You can make IRA contributions until the deposit deadline in April of the following year, but your 401(k) Or 403b) Contributions must be paid before December 31. If you are 50 years or older, you can pay catch-up contributions to most plans that will increase your tax deduction.

7. Buy for next year, deduct this year

If you own a business or have deductible business expenses, purchase the items you’ll need next year by the end of this year. This will allow you to amortize the expense this year rather than the following year, and thus reduce your income. This can make an especially big difference if you’re purchasing an important item.

What is the standard deduction for 2024?

For tax year 2024, the standard deduction is $14,600 for individuals and married couples filing separately, $21,900 for heads of household, and $29,200 for married couples filing jointly and surviving spouses. For 2025, these figures are $15,000, $22,500 and $30,000, respectively.

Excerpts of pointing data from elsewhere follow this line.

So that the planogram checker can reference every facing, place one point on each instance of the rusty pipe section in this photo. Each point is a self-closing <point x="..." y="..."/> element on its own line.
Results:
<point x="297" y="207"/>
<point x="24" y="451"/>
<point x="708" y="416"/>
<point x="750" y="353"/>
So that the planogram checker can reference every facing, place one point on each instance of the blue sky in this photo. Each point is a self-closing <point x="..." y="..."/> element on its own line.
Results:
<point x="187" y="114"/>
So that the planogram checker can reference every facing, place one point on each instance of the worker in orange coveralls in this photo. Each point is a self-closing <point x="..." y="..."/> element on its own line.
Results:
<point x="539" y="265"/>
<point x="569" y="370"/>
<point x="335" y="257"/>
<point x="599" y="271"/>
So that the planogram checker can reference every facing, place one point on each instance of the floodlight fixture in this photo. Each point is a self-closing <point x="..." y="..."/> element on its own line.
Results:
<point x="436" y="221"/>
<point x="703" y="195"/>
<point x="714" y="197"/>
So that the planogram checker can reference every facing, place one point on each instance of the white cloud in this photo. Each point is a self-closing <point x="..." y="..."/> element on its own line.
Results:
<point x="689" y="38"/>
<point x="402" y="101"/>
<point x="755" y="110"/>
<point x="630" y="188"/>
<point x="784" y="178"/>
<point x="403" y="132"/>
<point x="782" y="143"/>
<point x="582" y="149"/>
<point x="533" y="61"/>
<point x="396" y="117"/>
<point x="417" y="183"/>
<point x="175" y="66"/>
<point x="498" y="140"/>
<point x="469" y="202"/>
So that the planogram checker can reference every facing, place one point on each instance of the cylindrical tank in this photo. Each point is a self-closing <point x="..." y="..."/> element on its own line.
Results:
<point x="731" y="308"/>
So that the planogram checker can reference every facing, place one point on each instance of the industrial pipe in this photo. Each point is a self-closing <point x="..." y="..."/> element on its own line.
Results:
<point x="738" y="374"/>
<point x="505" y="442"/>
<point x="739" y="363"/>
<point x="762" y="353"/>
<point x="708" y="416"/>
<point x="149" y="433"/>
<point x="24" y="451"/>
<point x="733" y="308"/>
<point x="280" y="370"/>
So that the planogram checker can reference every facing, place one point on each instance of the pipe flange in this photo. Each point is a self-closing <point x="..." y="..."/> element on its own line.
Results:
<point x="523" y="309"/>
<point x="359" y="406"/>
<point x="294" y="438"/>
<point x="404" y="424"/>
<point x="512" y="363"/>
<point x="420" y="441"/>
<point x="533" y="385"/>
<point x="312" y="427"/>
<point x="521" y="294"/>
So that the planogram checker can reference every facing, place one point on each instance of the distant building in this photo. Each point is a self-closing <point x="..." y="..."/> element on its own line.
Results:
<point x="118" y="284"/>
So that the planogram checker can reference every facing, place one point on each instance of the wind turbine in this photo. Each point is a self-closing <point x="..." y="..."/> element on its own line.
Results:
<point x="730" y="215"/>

What is the deadline for contributing to a pension plan?

You can contribute to an IRA until the tax filing deadline in April of the following year. For employer-sponsored plans, such as 401(k) or 403(b), the contribution deadline is December 31.

How much inventory loss can I write off?

You can write off up to $3,000 in inventory losses each year. Depending on the circumstances, you may be able to carry forward remaining losses (up to $3,000) to the following year.

The essentials

There are various steps taxpayers can take to reduce their taxable income or minimize their income before the end of a year. Be sure to find out what deductions you are legally entitled to. If you are self-employed, also check additional benefits for your tax situation.